Length of stay and number of transfers are structural problems; therefore, they require structural changes. Care center transfers occur not only because of poor or disruptive behavior but most commonly are a result of cultural age and gender norms. In Jordan, care centers serve specific age ranges, and when children reach a certain age (such as 12 years), they are transferred to a different center serving only adolescents and are segregated by gender (
7). Considering the negative implications for youth mental health and behavioral problems, it may be important to consider minimizing transfers.
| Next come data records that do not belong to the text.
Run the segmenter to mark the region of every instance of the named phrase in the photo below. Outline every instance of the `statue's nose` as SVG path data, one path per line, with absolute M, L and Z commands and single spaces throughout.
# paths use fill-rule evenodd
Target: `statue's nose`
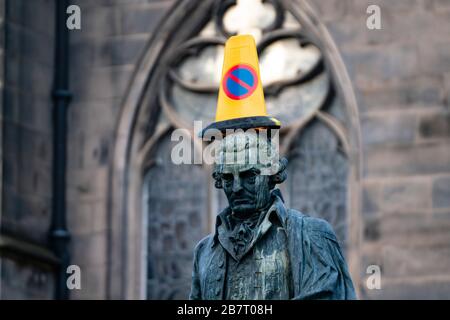
M 241 179 L 239 177 L 235 177 L 233 179 L 233 192 L 239 192 L 242 189 Z

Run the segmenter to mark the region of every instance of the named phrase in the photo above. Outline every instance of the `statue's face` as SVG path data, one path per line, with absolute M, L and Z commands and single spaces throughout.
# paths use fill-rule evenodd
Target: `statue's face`
M 216 160 L 215 179 L 221 180 L 216 186 L 224 189 L 233 213 L 246 217 L 269 205 L 280 162 L 276 145 L 267 137 L 229 134 L 218 146 Z
M 228 203 L 237 215 L 249 216 L 269 204 L 270 178 L 255 166 L 225 166 L 221 176 Z

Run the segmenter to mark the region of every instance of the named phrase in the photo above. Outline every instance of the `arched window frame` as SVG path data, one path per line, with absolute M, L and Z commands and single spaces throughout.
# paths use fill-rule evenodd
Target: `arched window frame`
M 231 5 L 233 1 L 225 1 Z M 327 114 L 316 112 L 316 117 L 325 123 L 342 142 L 349 163 L 348 177 L 348 224 L 349 239 L 347 262 L 355 284 L 360 282 L 359 247 L 361 241 L 360 221 L 360 128 L 358 108 L 351 81 L 339 51 L 327 28 L 320 22 L 309 1 L 270 1 L 274 6 L 288 10 L 308 30 L 308 36 L 320 48 L 327 65 L 334 90 L 346 108 L 349 127 L 344 128 Z M 158 139 L 167 131 L 183 127 L 164 102 L 160 103 L 161 79 L 166 79 L 168 53 L 191 44 L 201 28 L 212 17 L 211 10 L 217 8 L 213 0 L 181 0 L 163 19 L 158 33 L 149 40 L 137 64 L 123 100 L 121 116 L 117 123 L 114 157 L 109 171 L 109 234 L 108 234 L 108 296 L 110 298 L 145 298 L 142 287 L 147 241 L 142 230 L 143 217 L 142 187 L 149 154 Z M 222 7 L 221 10 L 225 10 Z M 215 11 L 217 17 L 220 10 Z M 220 27 L 220 21 L 215 18 Z M 277 18 L 278 19 L 278 18 Z M 275 22 L 278 23 L 278 22 Z M 212 39 L 221 41 L 224 39 Z M 191 43 L 189 42 L 191 41 Z M 173 80 L 173 78 L 172 78 Z M 208 88 L 207 88 L 208 89 Z M 270 94 L 271 90 L 267 92 Z M 159 122 L 162 110 L 168 121 Z M 172 117 L 172 118 L 171 118 Z M 294 124 L 284 137 L 283 152 L 287 152 L 292 140 L 307 123 L 307 119 Z M 210 186 L 212 186 L 212 182 Z M 211 191 L 213 192 L 213 191 Z M 217 208 L 212 204 L 211 210 Z M 358 285 L 356 285 L 358 287 Z

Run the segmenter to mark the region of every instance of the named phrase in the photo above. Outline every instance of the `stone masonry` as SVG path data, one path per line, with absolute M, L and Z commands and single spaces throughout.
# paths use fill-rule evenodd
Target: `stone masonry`
M 362 131 L 362 298 L 450 293 L 450 2 L 314 1 L 357 95 Z M 381 8 L 382 29 L 365 27 Z
M 1 227 L 43 244 L 51 203 L 54 3 L 6 2 Z M 309 2 L 343 57 L 358 102 L 360 298 L 448 298 L 450 2 Z M 67 216 L 72 263 L 83 276 L 82 290 L 71 297 L 105 299 L 114 130 L 138 59 L 174 1 L 73 3 L 81 8 L 82 29 L 70 32 Z M 371 4 L 381 8 L 381 30 L 366 27 Z M 1 259 L 2 297 L 51 297 L 47 271 Z M 366 286 L 370 265 L 381 268 L 381 290 Z
M 47 245 L 51 215 L 54 1 L 1 1 L 5 32 L 1 242 Z M 8 240 L 9 241 L 9 240 Z M 1 298 L 51 298 L 53 276 L 23 257 L 0 257 Z

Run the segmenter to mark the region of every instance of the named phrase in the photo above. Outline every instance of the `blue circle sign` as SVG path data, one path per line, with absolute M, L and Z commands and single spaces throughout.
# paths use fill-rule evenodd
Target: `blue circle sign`
M 233 100 L 247 98 L 255 91 L 257 86 L 257 73 L 246 64 L 237 64 L 231 67 L 222 80 L 223 91 Z

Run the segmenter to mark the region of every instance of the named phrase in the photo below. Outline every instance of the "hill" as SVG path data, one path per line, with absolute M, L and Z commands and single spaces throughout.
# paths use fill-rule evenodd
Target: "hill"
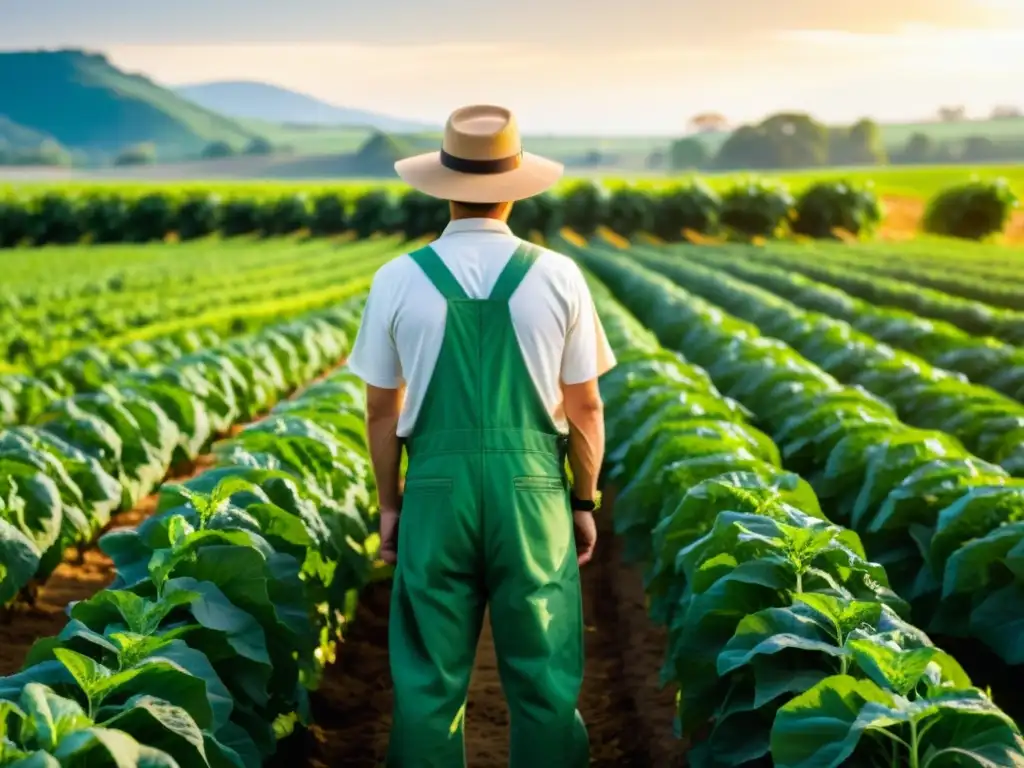
M 360 126 L 395 133 L 432 127 L 390 115 L 339 107 L 305 93 L 254 81 L 198 83 L 181 86 L 176 91 L 206 109 L 238 119 L 286 125 Z
M 18 125 L 6 115 L 0 114 L 0 147 L 35 148 L 48 140 L 52 141 L 53 137 Z
M 151 142 L 161 157 L 183 157 L 211 141 L 241 148 L 256 135 L 78 50 L 0 53 L 0 114 L 66 147 L 100 154 Z

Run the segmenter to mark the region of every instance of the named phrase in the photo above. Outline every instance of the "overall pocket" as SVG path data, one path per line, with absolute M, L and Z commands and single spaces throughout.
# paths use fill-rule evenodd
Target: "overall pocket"
M 526 475 L 513 479 L 515 547 L 534 574 L 557 581 L 576 562 L 569 488 L 560 477 Z M 570 569 L 571 571 L 571 569 Z
M 413 477 L 406 478 L 403 495 L 409 493 L 451 493 L 452 479 L 450 477 Z
M 512 482 L 517 491 L 550 491 L 552 493 L 565 493 L 568 491 L 565 481 L 560 477 L 525 475 L 515 478 Z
Specific programs may be required for children entering institutionalized care centers due to maltreatment. Staff working within care centers may benefit from additional training focusing on neglected and abused children. Assisting youths in dealing with issues of trauma and separation requires capacity building in this area and may necessitate formalized assessment procedures whereby staff can enhance their understanding of individual child needs. Staff may benefit from standardized assessment tools to better track child functioning and inform practice and programming to the extent that resources exist for individualized or specialized treatment models embedded in the larger center milieu. Results indicate that mental health services need to be implemented within institutionalized care centers to effectively assess and treat these high-risk children. Service mechanisms to support these youths transitioning out of care centers are also recommended.
Conclusions
Our findings are consistent with research in other countries that has found large proportions of institutionalized youths with mental health and behavioral problems; together, these findings reinforce concerns for youths in institutional care (
1,
5,
9,
12). These findings also underscore the need to provide effective services to address the high rates of youth mental health and behavioral problems in institutional care centers (
5,
12). Our findings underscore the potential limits to which improving the institutional care model can effectively ameliorate these risks. As other research has suggested, family-based alternatives or smaller group models in the community are needed to better care for and protect children and youths (
2,
9).
Acknowledgments and disclosures
The study was conducted with the kind support of the United Nations Children’s Fund (grant PCA/JDN012/10).
The authors report no competing interests.